In Solid, this is largely abstracted by createEffect within the bridge adapter. Cleanup remains explicit: the provider executes bridge.disconnect() on unmount (onCleanup) to prevent ghost subscriptions, ensuring safe component teardown and hot module replacement.

Adapter Boundaries

The TanStack Solid adapter wraps TanStack’s router.navigate({ to }) and router.subscribe methods while delegating core synchronization policy to RouterBridgeBase.
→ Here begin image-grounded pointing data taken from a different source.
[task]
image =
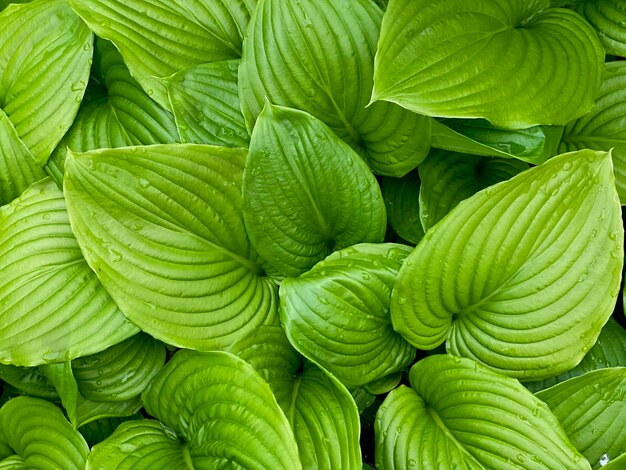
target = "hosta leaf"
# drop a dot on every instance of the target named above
(477, 137)
(523, 275)
(116, 112)
(318, 56)
(139, 445)
(337, 314)
(592, 411)
(44, 68)
(120, 372)
(609, 351)
(402, 198)
(325, 421)
(224, 411)
(292, 218)
(40, 435)
(450, 177)
(604, 128)
(517, 64)
(18, 167)
(206, 104)
(53, 308)
(161, 226)
(462, 415)
(609, 18)
(184, 33)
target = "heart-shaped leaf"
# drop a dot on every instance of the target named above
(292, 218)
(337, 314)
(592, 411)
(517, 64)
(53, 308)
(184, 33)
(462, 415)
(162, 228)
(318, 56)
(523, 275)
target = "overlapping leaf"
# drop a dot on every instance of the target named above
(116, 112)
(318, 56)
(459, 413)
(161, 226)
(450, 177)
(206, 104)
(337, 314)
(44, 68)
(184, 33)
(592, 411)
(523, 275)
(293, 217)
(517, 64)
(40, 436)
(53, 308)
(604, 127)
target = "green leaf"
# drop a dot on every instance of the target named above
(292, 218)
(609, 18)
(523, 275)
(53, 308)
(604, 128)
(120, 372)
(206, 104)
(40, 435)
(44, 68)
(608, 351)
(161, 226)
(592, 411)
(318, 56)
(462, 415)
(402, 198)
(517, 64)
(337, 314)
(18, 167)
(116, 112)
(325, 421)
(224, 410)
(477, 137)
(450, 177)
(139, 445)
(184, 33)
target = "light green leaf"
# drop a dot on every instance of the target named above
(517, 64)
(523, 275)
(53, 308)
(292, 218)
(318, 56)
(161, 226)
(450, 177)
(609, 351)
(205, 101)
(337, 314)
(609, 19)
(604, 128)
(139, 445)
(592, 411)
(402, 198)
(116, 112)
(477, 137)
(120, 372)
(184, 33)
(18, 167)
(224, 411)
(44, 68)
(40, 435)
(462, 415)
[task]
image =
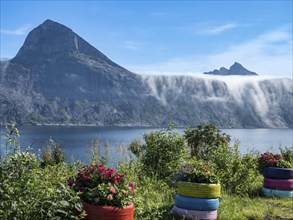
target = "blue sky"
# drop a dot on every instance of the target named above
(166, 37)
This keeps complex double-dispatch logic normalized across all frameworks.

Available Scripts

These commands are defined in package.json:

CommandDescription
npm run dev -w @xmachines/play-tanstack-solid-router-demoStart Vite dev server
npm run build -w @xmachines/play-tanstack-solid-router-demoBuild production bundle
npm run preview -w @xmachines/play-tanstack-solid-router-demoPreview built bundle
npm run test -w @xmachines/play-tanstack-solid-router-demoRun Vitest test suite
npm run test:browser -w @xmachines/play-tanstack-solid-router-demoRun browser-focused Vitest suite

Verification

Use these checks to validate README claims against the current demo implementation:

Terminal window
npm run test -w @xmachines/play-tanstack-solid-router-demo
npm run test:browser -w @xmachines/play-tanstack-solid-router-demo

Expected result: library-pattern invariant tests and the browser shared-demo suite both pass, confirming actor-driven route and view updates including protected route redirection.